1766-04-05, de Voltaire [François Marie Arouet] à Jeanne Grâce Bosc Du Bouchet, comtesse d'Argental.

Jusques à quand abuserai-je des bontés de mes anges?
Voilà l'historien de François 1er qui de secrétaire d'un grand monarque veut se faire secrétaire des pairs, et je ne sais où il demeure, et je crains de faire encor une méprise.
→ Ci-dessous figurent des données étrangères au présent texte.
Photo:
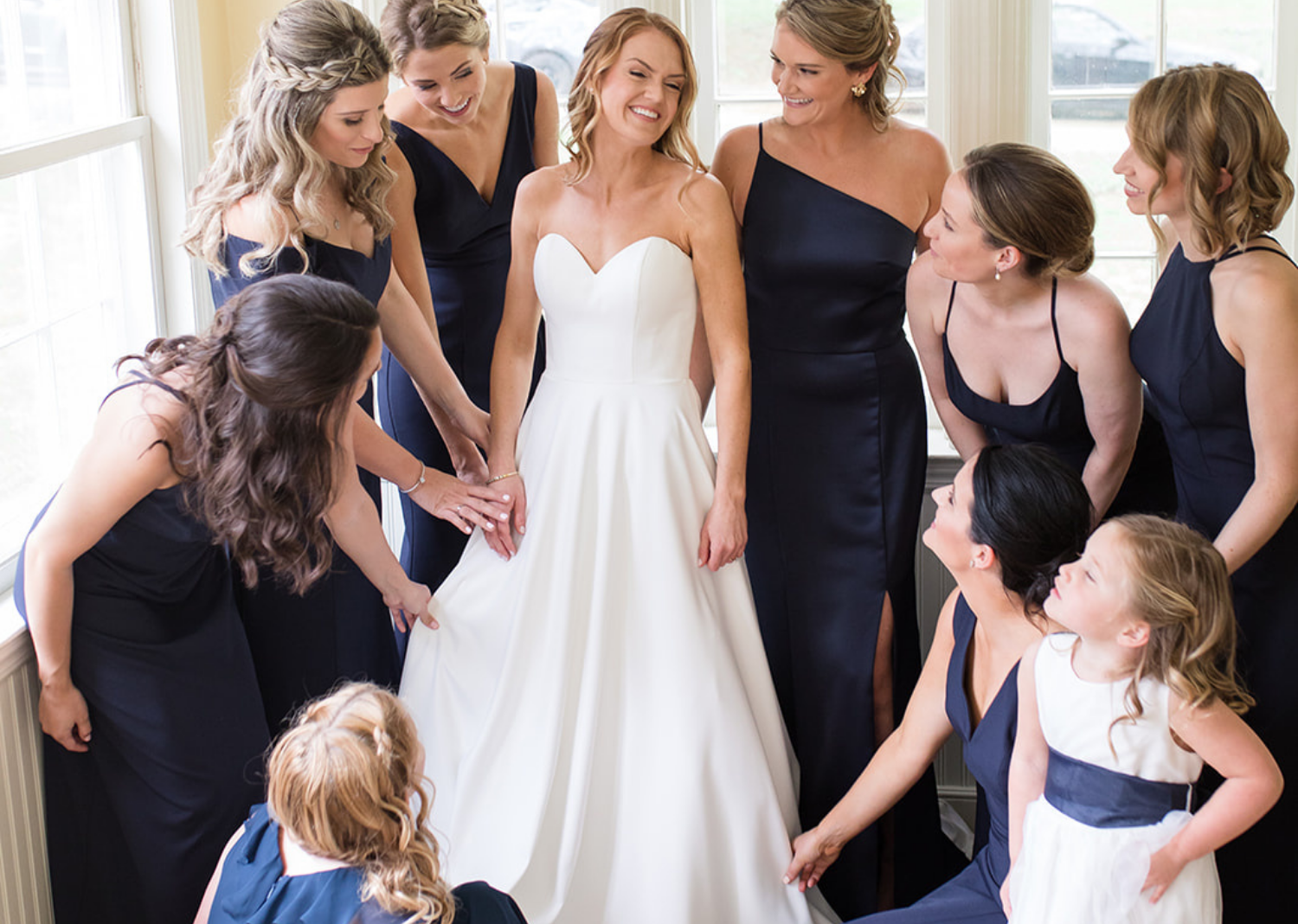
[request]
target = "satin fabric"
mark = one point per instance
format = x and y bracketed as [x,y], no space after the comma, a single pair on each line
[597,711]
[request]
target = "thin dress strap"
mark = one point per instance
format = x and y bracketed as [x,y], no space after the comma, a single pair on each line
[1054,321]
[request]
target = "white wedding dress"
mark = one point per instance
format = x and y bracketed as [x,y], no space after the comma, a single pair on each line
[597,713]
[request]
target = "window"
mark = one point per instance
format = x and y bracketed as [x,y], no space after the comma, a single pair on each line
[77,239]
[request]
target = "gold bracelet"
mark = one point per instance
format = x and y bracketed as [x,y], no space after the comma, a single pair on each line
[423,472]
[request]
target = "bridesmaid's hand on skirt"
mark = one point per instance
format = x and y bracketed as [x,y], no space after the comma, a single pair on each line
[409,602]
[461,505]
[724,534]
[813,854]
[64,715]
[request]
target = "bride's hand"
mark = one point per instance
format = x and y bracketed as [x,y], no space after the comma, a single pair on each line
[461,505]
[724,532]
[514,501]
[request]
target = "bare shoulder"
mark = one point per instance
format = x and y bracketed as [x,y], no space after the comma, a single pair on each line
[924,288]
[1089,311]
[736,153]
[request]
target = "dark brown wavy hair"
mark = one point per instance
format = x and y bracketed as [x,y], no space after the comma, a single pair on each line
[267,388]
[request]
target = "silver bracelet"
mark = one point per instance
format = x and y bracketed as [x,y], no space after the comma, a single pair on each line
[423,472]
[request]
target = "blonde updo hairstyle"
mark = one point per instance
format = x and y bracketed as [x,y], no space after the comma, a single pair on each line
[857,33]
[425,25]
[1178,583]
[1215,117]
[308,52]
[1028,199]
[600,54]
[340,783]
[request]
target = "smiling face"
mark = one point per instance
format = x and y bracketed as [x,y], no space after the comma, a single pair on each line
[1141,176]
[948,536]
[955,241]
[1090,596]
[448,82]
[640,93]
[352,125]
[810,85]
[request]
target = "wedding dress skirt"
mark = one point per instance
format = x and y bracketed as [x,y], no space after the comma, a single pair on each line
[597,713]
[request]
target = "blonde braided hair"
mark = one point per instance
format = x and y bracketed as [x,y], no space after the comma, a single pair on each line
[311,49]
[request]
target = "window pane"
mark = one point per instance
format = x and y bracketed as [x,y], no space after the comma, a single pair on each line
[1103,43]
[77,293]
[1090,145]
[1198,33]
[60,67]
[545,34]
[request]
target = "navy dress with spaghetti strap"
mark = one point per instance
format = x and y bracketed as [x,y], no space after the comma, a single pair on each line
[1057,420]
[303,645]
[835,480]
[137,823]
[1199,392]
[254,889]
[974,895]
[466,253]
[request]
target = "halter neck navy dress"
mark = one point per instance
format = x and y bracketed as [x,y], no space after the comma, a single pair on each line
[974,895]
[254,889]
[135,825]
[303,645]
[835,480]
[466,252]
[1199,392]
[1057,420]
Je prends donc la liberté de leur adresser ma Lettre, et de les suplier de vouloir bien faire mettre L'adresse.

Mes anges connaissent plus de pairs que moi, je puis à peine le servir, ils pouront le protéger fortement en cas qu'il n'aient pas une autre personne à favoriser.
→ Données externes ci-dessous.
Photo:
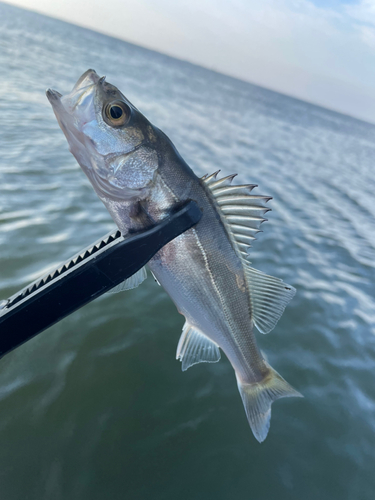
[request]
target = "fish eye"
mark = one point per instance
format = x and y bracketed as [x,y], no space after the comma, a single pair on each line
[116,113]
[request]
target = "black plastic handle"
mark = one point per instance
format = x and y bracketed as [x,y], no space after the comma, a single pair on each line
[85,277]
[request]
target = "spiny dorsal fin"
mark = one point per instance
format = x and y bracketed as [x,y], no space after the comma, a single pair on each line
[131,282]
[194,347]
[242,214]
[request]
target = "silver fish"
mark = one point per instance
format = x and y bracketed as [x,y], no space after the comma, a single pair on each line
[140,177]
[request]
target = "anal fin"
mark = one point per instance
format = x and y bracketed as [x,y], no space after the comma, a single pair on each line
[194,347]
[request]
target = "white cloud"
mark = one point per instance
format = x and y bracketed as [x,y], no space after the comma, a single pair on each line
[323,55]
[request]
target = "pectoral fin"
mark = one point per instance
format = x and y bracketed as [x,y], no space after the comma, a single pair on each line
[268,298]
[194,347]
[131,282]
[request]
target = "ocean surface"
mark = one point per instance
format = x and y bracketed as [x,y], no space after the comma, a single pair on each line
[97,407]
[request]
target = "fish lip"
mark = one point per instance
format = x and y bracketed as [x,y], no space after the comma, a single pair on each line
[89,77]
[53,95]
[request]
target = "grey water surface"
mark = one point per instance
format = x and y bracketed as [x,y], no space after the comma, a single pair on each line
[97,407]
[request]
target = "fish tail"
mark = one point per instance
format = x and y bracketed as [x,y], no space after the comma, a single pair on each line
[258,397]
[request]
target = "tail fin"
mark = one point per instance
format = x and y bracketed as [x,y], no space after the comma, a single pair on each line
[258,397]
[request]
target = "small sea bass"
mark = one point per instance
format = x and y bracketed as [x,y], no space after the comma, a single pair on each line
[140,177]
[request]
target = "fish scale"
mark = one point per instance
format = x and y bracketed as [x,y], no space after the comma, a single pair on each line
[140,177]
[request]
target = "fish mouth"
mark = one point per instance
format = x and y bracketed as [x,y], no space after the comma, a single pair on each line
[85,81]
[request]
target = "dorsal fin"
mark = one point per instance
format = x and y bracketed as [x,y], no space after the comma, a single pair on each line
[242,213]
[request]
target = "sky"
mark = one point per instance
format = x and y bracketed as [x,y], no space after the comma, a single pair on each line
[321,51]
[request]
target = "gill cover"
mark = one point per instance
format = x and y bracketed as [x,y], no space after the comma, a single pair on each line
[112,141]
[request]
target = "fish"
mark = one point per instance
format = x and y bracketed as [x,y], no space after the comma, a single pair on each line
[140,177]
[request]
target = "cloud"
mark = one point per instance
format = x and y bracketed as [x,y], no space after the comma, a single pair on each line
[324,54]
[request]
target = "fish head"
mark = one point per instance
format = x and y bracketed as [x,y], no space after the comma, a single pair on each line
[110,139]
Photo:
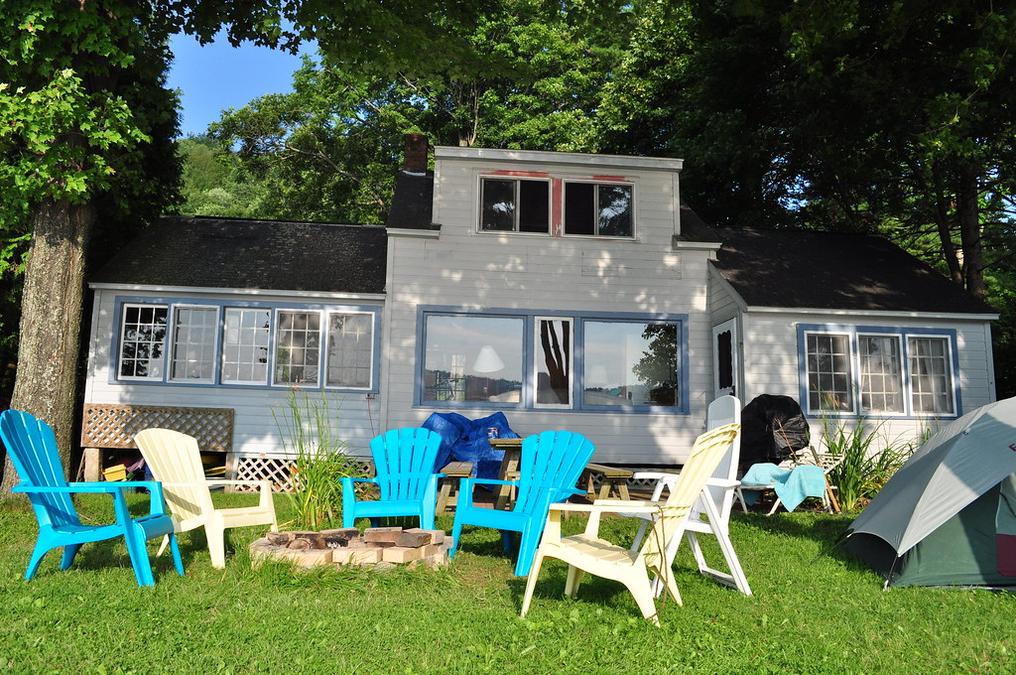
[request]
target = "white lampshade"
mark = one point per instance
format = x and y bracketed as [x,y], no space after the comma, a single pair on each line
[488,361]
[597,376]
Je ne sais si je me trompe, mais je prévois que les citoiens de Genêve pouront perdre leur cause au tribunal de la médiation. Il est bien difficile, de quelque manière qu'on s'y prenne, qu'il ne reste beaucoup d'aigreur dans les esprits. Je suis donc toujours pour ce que j'en ai dit. Je voudrais que la médiation se réservât le droit de juger les différents qui pouront survenir entre les corps de la République. J'ai peur que les médiateurs ne veuillent pas se charger de ce fardeau, fardeau pourtant bien léger et bien honorable. Ce serait, ce me semble, une manière assez sûre d'attacher absolument les Genevois à la France sans leur ôter leur liberté et leur indépendance. Je sais bien qu'on n'a pas à faire des Genevois, mais les temps peuvent changer, on peut avoir des guerres vers l'Italie. Je serais fâché de penser autrement que Mr l'ambassadeur, et je croirais avoir tort, mais j'aime ma chimère, et je voudrais que Mr Le Duc De Praslin l'aimât un peu aussi.
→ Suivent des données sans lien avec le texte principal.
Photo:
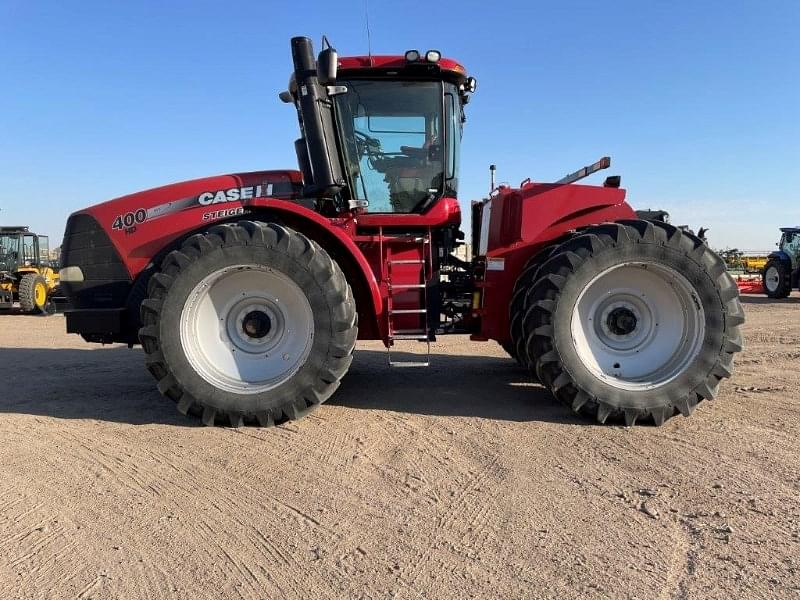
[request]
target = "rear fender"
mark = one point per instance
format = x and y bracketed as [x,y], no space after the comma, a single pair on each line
[524,222]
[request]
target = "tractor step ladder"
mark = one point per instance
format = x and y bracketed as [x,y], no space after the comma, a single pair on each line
[417,334]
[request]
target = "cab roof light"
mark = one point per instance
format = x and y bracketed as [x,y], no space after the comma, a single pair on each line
[433,56]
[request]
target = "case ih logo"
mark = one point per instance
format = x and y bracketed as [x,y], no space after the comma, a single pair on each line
[235,194]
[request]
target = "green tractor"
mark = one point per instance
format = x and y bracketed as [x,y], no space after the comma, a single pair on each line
[781,272]
[26,273]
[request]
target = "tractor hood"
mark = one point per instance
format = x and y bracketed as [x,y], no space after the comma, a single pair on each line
[139,225]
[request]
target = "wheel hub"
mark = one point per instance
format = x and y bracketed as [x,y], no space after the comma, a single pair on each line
[263,333]
[621,321]
[637,326]
[256,324]
[772,279]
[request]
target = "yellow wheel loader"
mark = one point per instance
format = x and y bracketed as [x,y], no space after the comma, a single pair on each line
[27,275]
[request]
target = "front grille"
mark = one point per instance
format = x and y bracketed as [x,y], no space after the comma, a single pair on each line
[106,282]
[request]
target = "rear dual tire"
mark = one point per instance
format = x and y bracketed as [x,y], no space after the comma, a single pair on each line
[605,348]
[776,279]
[248,323]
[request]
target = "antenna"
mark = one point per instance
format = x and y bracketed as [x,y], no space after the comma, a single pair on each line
[369,37]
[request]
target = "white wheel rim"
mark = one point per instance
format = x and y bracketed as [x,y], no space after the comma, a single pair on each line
[246,329]
[772,278]
[638,326]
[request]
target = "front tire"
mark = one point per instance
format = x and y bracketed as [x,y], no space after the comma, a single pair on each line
[776,279]
[633,320]
[33,293]
[248,323]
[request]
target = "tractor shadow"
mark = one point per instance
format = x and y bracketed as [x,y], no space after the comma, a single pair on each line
[487,387]
[104,384]
[111,384]
[762,299]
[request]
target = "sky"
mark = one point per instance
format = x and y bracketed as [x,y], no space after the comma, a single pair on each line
[696,102]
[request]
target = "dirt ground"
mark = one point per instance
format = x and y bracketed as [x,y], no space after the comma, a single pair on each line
[463,480]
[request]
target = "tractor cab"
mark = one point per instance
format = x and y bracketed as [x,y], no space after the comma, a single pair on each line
[380,134]
[790,244]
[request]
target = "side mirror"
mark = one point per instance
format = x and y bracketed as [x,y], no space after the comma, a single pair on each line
[327,66]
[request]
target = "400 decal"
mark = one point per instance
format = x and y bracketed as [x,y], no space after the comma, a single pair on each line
[129,219]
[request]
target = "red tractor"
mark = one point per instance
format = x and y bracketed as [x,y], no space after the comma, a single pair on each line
[248,291]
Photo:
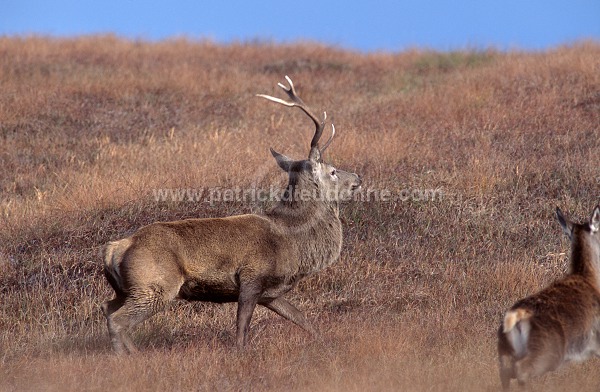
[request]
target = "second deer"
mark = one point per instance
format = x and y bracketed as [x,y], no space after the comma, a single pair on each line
[562,322]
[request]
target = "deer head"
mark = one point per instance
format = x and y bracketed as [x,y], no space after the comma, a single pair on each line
[311,177]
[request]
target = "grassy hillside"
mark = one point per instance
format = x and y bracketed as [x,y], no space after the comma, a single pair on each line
[91,128]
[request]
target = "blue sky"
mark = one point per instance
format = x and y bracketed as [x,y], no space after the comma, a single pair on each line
[359,25]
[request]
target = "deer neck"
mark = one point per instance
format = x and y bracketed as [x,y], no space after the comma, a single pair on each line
[312,225]
[585,259]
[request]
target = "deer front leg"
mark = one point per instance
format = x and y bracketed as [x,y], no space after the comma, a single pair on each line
[247,301]
[288,311]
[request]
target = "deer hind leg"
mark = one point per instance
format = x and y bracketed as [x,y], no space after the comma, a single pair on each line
[535,365]
[248,298]
[137,307]
[507,371]
[288,311]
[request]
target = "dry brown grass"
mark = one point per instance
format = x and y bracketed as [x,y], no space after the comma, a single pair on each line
[90,126]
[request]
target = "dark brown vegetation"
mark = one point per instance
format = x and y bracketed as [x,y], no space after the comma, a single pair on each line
[90,127]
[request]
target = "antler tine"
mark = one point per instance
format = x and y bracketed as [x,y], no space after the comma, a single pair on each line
[328,142]
[295,100]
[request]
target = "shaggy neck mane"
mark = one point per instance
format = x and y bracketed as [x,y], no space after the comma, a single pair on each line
[585,258]
[311,222]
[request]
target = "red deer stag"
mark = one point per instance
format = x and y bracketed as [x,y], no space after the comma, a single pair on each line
[249,259]
[562,322]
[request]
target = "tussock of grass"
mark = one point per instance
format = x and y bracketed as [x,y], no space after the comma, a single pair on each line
[90,126]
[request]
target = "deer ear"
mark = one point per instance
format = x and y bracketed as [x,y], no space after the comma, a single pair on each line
[565,223]
[315,154]
[595,220]
[284,162]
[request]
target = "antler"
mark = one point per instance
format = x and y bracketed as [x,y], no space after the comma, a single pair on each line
[295,100]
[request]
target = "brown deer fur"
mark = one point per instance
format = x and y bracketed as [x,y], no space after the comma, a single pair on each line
[562,322]
[248,259]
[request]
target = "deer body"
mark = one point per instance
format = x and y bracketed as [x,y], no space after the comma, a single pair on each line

Dites moi, je vous en prie, mes divins anges, comment réussit l'éloge de mr le Dauphin par Mr Thomas. Il me parait que tous les ouvrages qu'on a faits sur ce triste sujet, le sien est celui qui inspire le plus de regrets sur la perte de ce prince.

Me sera-t-il encor permis de recourir à vos bontés, nonseulement pour une Lettre de remerciements que je dois à Mr Thomas, mais pour un petit paquet que Mr D'Alembert attend? Figurez vous mon ambarras, je ne sais l'adresse d'aucun de ce messieurs, il faut pourtant leur écrire; pardonnez donc mon importunité. Je prendrai si bien doresnavant mes mesures que je ne tomberai plus dans le même inconvénient.

Le petit ex-Jésuite attend sa toile de Penelope, qu'il défait et qu'il refait toujours, mais songez que c'est pour vous plaire qu'il se plait si peu à lui même.

NB. Mr D'Alembert ne demeure plus rue Michel le Comte comme on l'avait mis sur la Lettre, c'est je crois près de Bellechasse. Encor une fois, pardon.